Digital Domain (Sept. 1986, By Ken Pohlmann)

Home | Audio Magazine | Stereo Review magazine | Good Sound | Troubleshooting


Departments | Features | ADs | Equipment | Music/Recordings | History




AN INTERIORESTING SUBJECT


What ties together left and right hemispheres, pairs of ears, phantoms, loudspeakers, and your head's shadow? The answer is psychoacoustics. What does psycho acoustics have to do with digital audio? Increasingly a lot, as the mysteries of this largely unexplored area are being revealed and exploited by the signal-processing clout of digital audio techniques. Let's define psychoacoustics and consider specific examples of its principles in action, a side trip in preparation for understanding digital signal processing's eminent impact on psychoacoustics.

Despite all the talk about pressure functions, velocity of propagation, and colliding molecules, the real business of sound takes place inside our heads at the ear/brain interface. Until they are perceived, all sounds are merely academic concepts. Acoustical perception explains our subjective response to anything we hear; it is the ultimate arbitrator in acoustical matters because it is only our response to audio which fundamentally matters. Psychoacoustics seeks to reconcile acoustical stimuli--and all the objective scientific and physical properties which surround them--with the psychological responses which they evoke in individual listeners.

The ear is a very sensitive organ.

The mental judgments which result when it is coupled to the interpretive powers of the brain form the basis for all the enjoyment we experience from sound and music. Compared to the physical properties of sound, psycho acoustics presents formidable opportunity for basic research into such factors as aural associations, the effect of musical training, attentional ability, and organization of memory for musical information. In addition, while many responses are common to all listeners, any single listener's overall response to what he or she hears is a unique reflection of individual experience.

The basis of psychoacoustics and all aural perception is the ear/brain system, composed of two ears and two brain hemispheres. It is a wonderfully complex machine, and while some of the simple mechanisms are fairly well understood, the system itself is still largely a mystery. Normal left and right ears do not, as far as we know, differ physiologically in their capacity for detecting sound, but their respective right and left brain halves certainly do.

Each of us has one brain (more or less), but the two halves loosely divide the brain's functions.

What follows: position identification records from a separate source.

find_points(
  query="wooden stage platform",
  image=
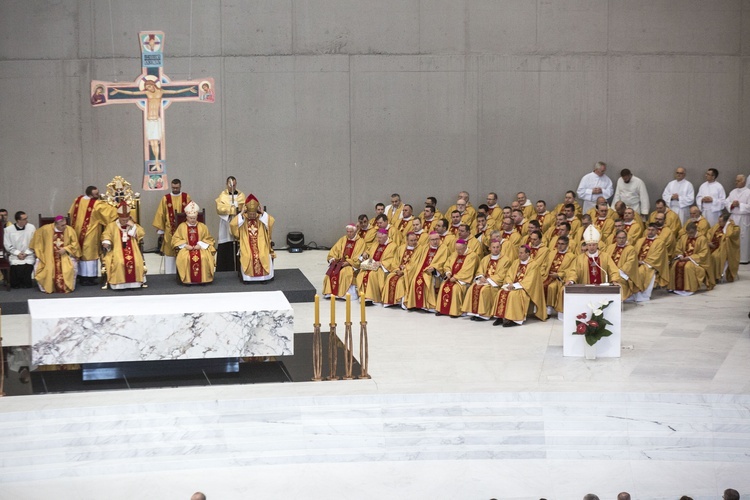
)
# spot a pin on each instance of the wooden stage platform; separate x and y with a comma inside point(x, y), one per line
point(295, 286)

Interestingly enough, and also mysteriously enough, the connections from the ears to the brain halves are crossed-the right ear is wired to the left brain half and the left ear to the right brain half. There is some overlap in the connections, but the primary links are crossed. That leads to an interesting question. It has been found that the left cerebral hemisphere processes most of our speech (verbal) information. Thus, the right ear is perceptually superior for spoken words.

On the other hand, it is mainly the right temporal lobe which processes melodic (nonverbal) information. Therefore, we are better at perceiving melodies heard by the left ear. Should Congress pass a law placing music on the left loudspeaker, and lyrics on the right? Nobody really knows--aspiring Nobel Prize recipients, take note.

All of this raises many questions, including one of basic design. Specifically, why do people have two ears? With one good ear we can fully perceive amplitude, frequency, loudness, and timbre. But primeval man needed two ears for localization--that is, to know what direction the man-eaters were coming from. Today, of course, modern man still desperately needs two ears--otherwise his headphones would fall off.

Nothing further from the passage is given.